Prepare Form H1263-B to request an incurred medical expense deduction for non-emergency dental services.

Number of Copies

The requestor completes and submits one copy.


There are no restrictions on who can complete Form H1263-B.

The completed Form H1263-B must be sent to HHSC via mail or fax.

Fax to: 877-447-2839
Mail to:
Texas Health and Human Services Commission
P.O. Box 149027
Austin, TX 78714-9027

Form Retention

Keep one copy in the case record.

Detailed Instructions

Inside Address — Type name and address of recipient’s attending physician.

Date — Self-explanatory

Office Address and Telephone No. — HHSC contact information—Self-explanatory.

Name of Patient — Self-explanatory.

Client No. — Self-explanatory.

Facility Name and Address — Self-explanatory.

List Dental Services — Enter the dental services requiring certification of no medical contraindication.

Dental Treatment Plan — To be completed by the dental provider.

This authorization expires on — The recipient checks the block beside date and indicates the date the authorization expires or checks open-ended if the recipient prefers no date of expiration.

Authority of Personal Representative — Describe why the representative has the authority to represent the recipient.
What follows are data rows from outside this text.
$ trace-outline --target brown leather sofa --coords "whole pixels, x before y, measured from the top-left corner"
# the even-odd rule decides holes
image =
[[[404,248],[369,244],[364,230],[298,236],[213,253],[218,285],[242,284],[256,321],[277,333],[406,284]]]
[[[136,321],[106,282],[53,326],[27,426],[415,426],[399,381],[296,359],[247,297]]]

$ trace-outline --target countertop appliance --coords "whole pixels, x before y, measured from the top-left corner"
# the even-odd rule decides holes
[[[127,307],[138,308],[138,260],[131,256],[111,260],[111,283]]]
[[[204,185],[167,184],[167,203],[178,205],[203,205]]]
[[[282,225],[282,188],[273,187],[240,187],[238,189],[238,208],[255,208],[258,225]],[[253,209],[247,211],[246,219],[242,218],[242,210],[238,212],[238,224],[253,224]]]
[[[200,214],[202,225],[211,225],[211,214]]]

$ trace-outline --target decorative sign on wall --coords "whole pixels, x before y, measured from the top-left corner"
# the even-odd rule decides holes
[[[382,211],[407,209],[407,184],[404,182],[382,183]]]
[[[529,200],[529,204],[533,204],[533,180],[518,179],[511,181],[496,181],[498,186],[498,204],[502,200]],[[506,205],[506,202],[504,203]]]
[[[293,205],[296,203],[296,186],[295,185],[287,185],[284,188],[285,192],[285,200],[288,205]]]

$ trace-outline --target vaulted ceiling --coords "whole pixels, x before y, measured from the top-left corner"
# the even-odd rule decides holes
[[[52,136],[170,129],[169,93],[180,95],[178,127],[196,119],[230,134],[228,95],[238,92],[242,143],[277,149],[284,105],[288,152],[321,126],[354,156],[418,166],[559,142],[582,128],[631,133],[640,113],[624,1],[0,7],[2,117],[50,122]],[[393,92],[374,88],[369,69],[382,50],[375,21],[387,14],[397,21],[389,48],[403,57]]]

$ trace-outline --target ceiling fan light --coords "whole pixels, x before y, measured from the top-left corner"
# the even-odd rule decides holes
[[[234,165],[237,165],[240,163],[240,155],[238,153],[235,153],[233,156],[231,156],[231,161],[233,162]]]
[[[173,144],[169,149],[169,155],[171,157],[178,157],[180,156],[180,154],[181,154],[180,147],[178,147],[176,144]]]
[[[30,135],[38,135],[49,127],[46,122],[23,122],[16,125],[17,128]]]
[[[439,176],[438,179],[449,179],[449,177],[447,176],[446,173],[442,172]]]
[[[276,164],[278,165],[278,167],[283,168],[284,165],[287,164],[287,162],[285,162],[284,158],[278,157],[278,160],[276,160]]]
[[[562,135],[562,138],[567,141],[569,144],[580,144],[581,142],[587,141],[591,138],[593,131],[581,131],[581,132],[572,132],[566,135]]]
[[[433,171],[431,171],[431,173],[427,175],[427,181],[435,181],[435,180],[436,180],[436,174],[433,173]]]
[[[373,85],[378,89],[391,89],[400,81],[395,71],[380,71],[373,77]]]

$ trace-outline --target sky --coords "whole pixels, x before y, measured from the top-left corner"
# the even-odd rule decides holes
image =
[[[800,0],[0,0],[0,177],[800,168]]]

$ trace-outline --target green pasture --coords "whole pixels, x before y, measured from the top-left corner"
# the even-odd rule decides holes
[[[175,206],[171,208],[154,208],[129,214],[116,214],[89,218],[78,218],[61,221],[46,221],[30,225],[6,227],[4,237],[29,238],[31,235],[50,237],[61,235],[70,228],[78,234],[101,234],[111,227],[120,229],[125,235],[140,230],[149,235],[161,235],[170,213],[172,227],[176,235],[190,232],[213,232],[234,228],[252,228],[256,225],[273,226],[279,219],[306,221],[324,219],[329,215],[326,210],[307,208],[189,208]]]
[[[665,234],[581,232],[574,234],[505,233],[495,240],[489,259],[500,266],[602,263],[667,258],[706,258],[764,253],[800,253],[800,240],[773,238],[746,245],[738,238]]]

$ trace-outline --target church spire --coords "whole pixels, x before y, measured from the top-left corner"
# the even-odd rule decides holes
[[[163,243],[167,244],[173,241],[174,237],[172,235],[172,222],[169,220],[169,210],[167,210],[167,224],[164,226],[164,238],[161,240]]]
Refer to the Medicaid Eligibility Handbook for definitions.

Signature — Obtain the signature of the recipient or personal representative. By signing Form H1263-B, the recipient or personal representative is requesting the income deduction to pay for the dental service.

Date — Enter the date the form is signed.

Signatures of Witnesses — The signatures of two witnesses are entered, if required.